It was "inevitable" that data sent by Americans would be gathered as part of this surveillance system that targets overseas communication, said ACLU staff attorney Alex Abdo in a blog post.

The ACLU wants the courts to make the US government provide details of the executive order that established the overseas spying programme. It said that there being little or no oversight of the programme was cause for concern.

"We now know too well that unchecked surveillance authority can lead to dangerous overreach," wrote Mr Abdo.

In a separate development, New York District Judge William Pauley dismissed on 27 December a lawsuit filed by the ACLU in June, which claimed that the way the NSA tracked million of calls contravened the US constitution.

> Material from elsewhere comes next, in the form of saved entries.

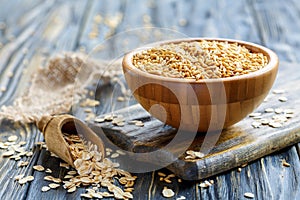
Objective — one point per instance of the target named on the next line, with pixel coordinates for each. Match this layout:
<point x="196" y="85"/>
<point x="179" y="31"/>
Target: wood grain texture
<point x="236" y="145"/>
<point x="205" y="104"/>
<point x="33" y="25"/>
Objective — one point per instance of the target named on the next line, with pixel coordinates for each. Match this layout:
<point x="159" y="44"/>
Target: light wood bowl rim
<point x="272" y="64"/>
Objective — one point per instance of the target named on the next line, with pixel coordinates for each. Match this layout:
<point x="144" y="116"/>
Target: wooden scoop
<point x="53" y="128"/>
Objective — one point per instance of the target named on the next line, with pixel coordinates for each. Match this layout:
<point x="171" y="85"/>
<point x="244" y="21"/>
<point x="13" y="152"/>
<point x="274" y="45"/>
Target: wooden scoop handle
<point x="53" y="128"/>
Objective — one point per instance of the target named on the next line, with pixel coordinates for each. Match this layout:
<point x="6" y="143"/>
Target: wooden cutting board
<point x="237" y="145"/>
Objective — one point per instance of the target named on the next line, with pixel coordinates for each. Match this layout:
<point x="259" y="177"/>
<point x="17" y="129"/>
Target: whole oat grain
<point x="199" y="60"/>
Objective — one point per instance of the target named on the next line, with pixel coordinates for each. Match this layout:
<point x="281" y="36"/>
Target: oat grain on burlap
<point x="55" y="88"/>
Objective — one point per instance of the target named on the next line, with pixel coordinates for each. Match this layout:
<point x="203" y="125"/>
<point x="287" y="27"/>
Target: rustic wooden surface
<point x="235" y="146"/>
<point x="32" y="31"/>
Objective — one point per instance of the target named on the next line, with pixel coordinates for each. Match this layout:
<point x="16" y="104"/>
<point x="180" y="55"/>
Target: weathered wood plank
<point x="278" y="25"/>
<point x="237" y="145"/>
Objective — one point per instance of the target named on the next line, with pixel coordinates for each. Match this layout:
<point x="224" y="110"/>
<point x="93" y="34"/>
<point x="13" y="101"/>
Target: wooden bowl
<point x="210" y="104"/>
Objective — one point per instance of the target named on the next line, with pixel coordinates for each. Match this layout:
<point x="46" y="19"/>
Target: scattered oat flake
<point x="167" y="192"/>
<point x="269" y="110"/>
<point x="39" y="168"/>
<point x="45" y="188"/>
<point x="255" y="114"/>
<point x="181" y="198"/>
<point x="161" y="174"/>
<point x="12" y="138"/>
<point x="256" y="124"/>
<point x="86" y="195"/>
<point x="72" y="172"/>
<point x="72" y="189"/>
<point x="285" y="164"/>
<point x="30" y="178"/>
<point x="99" y="120"/>
<point x="275" y="124"/>
<point x="114" y="155"/>
<point x="8" y="153"/>
<point x="139" y="123"/>
<point x="283" y="99"/>
<point x="18" y="177"/>
<point x="22" y="181"/>
<point x="278" y="91"/>
<point x="278" y="110"/>
<point x="65" y="165"/>
<point x="249" y="195"/>
<point x="23" y="163"/>
<point x="28" y="154"/>
<point x="54" y="185"/>
<point x="120" y="99"/>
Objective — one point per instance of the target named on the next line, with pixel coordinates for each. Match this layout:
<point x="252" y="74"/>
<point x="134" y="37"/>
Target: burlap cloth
<point x="58" y="86"/>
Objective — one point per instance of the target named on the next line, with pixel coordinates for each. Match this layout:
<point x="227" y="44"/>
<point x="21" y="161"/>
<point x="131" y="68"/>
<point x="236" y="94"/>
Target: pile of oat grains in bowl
<point x="199" y="60"/>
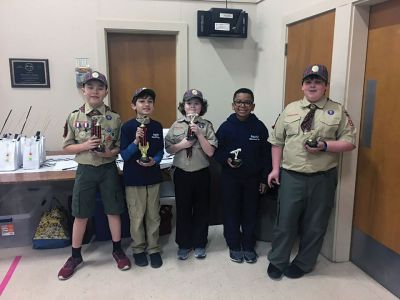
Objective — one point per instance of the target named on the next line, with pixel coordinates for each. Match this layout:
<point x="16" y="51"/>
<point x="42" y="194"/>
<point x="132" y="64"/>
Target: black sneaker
<point x="155" y="260"/>
<point x="236" y="256"/>
<point x="293" y="272"/>
<point x="250" y="256"/>
<point x="274" y="272"/>
<point x="140" y="259"/>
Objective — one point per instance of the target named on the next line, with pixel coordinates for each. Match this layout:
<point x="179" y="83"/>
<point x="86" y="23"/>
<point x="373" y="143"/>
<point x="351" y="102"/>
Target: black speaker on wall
<point x="222" y="22"/>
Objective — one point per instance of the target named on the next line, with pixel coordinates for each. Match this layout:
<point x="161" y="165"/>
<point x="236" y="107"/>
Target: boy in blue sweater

In his ruling, Judge Pauley said there was no evidence that the "bulk telephony data" collected by the NSA was used for anything other than "investigating and disrupting terrorist attacks". The ACLU said it would appeal against the ruling.

The legal wrangles come as privacy campaigner Jacob Applebaum released details of other NSA spying programmes that targeted hardware.

In a speech given to the Chaos Communications Congress in Hamburg, Mr Applebaum said the NSA had managed to put back doors into products made by Cisco, Dell, Apple, HP, Huawei and Juniper Networks.

"Basically their goal is to have total surveillance of everything that they are interested in," Mr Applebaum told the conference.